Toutefois, cela ne signifie pas que les loyers sont annulés. Est-ce exact ?

Tout à fait. La loi acte un report des loyers mais ne dit pas que les baux sont suspendus et donc que par conséquent les loyers sont annulés. Cette position de l’ordonnance est parfaitement insatisfaisante pour les enseignes puisqu’elle est moins disante par rapport au droit commun des contrats qui prévoit l’obligation de délivrance du bailleur. Cela signifie que ce dernier est tenu de délivrer au commerçant un local apte à l’exercice de l’activité autorisée à la clause de destination du bail et notamment un local ouvert au public pour tout ce qui a été envisagé dans le bail. Sauf, qu’aujourd’hui les arrêtés de fermeture, pour les activités concernées, empêchent les bailleurs d’exécuter leurs autorisations de délivrance et ne peuvent donc pas accorder la jouissance des locaux. Ces arrêtés constituent un cas reconnu de force majeur.

Quels sont donc les recours pour les enseignes et leurs franchisés ?

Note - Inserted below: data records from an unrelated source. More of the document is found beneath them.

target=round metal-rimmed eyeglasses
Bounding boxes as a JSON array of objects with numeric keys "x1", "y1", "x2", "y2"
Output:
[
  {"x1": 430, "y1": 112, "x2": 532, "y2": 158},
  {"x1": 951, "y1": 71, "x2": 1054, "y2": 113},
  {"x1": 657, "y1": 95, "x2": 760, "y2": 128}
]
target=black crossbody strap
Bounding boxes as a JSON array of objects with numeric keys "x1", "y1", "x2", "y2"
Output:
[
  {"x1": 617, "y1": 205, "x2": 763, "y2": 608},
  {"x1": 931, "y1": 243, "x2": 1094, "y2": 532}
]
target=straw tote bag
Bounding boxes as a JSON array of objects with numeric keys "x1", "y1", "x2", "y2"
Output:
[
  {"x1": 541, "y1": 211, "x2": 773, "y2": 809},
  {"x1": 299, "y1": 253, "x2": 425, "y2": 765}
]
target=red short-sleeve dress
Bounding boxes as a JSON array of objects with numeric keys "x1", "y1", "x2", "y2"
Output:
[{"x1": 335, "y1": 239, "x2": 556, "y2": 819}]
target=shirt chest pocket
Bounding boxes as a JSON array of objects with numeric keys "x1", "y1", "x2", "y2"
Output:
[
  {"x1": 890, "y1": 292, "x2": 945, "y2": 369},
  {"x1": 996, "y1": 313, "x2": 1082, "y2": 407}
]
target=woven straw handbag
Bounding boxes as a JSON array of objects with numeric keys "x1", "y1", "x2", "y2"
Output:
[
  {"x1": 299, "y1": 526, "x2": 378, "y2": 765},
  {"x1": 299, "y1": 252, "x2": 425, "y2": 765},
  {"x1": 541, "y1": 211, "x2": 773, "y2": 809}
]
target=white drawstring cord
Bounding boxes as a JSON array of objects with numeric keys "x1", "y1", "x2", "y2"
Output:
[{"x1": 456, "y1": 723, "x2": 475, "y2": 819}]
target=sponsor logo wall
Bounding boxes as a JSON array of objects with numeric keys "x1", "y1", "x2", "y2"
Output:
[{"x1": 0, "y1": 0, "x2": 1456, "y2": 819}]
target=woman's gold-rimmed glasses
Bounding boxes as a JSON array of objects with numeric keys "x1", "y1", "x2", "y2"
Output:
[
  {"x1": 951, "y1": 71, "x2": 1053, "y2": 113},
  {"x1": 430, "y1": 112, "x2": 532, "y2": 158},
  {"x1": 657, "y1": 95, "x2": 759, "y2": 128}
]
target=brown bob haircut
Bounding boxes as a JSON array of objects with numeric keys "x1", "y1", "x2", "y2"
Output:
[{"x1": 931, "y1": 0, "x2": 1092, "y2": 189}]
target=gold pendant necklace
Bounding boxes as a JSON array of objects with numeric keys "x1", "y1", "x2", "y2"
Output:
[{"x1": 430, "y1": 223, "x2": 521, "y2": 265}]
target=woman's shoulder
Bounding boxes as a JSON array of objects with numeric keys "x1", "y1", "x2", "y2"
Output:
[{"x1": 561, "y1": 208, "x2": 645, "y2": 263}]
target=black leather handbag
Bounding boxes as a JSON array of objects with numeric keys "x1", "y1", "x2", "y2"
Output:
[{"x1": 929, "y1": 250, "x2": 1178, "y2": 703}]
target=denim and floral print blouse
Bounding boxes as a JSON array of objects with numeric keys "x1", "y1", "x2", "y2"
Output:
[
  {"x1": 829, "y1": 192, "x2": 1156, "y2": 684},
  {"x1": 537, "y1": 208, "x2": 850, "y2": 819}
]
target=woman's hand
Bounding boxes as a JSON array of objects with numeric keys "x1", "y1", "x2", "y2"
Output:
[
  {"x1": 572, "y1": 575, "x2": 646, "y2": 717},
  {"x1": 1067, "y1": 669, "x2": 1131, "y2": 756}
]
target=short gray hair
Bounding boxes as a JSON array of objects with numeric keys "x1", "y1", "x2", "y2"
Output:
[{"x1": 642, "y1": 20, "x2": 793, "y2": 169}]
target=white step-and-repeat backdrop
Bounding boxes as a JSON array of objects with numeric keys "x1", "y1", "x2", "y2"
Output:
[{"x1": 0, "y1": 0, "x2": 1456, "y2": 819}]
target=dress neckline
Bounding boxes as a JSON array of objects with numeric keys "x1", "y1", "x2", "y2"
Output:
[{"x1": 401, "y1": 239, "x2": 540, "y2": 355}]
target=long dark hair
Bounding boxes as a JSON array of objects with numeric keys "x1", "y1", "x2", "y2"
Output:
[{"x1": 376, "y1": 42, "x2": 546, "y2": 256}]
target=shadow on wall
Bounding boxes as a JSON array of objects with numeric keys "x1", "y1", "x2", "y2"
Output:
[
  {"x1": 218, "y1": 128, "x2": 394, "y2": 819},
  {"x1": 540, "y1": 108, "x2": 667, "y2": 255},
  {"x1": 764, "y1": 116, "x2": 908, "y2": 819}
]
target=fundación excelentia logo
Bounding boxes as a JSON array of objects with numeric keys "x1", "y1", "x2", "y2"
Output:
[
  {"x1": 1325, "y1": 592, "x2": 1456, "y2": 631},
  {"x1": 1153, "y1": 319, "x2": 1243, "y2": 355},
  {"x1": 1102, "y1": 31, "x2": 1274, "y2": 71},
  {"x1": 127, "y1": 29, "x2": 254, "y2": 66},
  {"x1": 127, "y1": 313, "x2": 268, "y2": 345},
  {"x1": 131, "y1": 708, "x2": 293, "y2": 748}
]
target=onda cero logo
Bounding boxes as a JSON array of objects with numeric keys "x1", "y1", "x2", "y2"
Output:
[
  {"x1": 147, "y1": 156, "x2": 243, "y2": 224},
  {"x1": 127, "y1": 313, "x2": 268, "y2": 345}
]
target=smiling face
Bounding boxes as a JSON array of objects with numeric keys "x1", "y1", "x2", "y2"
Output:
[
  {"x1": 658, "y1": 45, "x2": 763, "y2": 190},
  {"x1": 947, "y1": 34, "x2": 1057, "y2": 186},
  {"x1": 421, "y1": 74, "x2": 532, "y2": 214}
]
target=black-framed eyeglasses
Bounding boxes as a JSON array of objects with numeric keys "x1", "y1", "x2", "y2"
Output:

En tant que commerçant locataire vous pouvez tout à fait opposer à votre bailleur le fait qu’il ne peut plus mettre le local à votre disposition du fait de la force majeure et de l’exception d’inexécution. Donc, concrètement, vous êtes en droit de lui dire “vous ne mettez pas à disposition le local, donc pendant tout le temps de cette indisposition je ne règle ni le loyer ni les charges afférents au local”.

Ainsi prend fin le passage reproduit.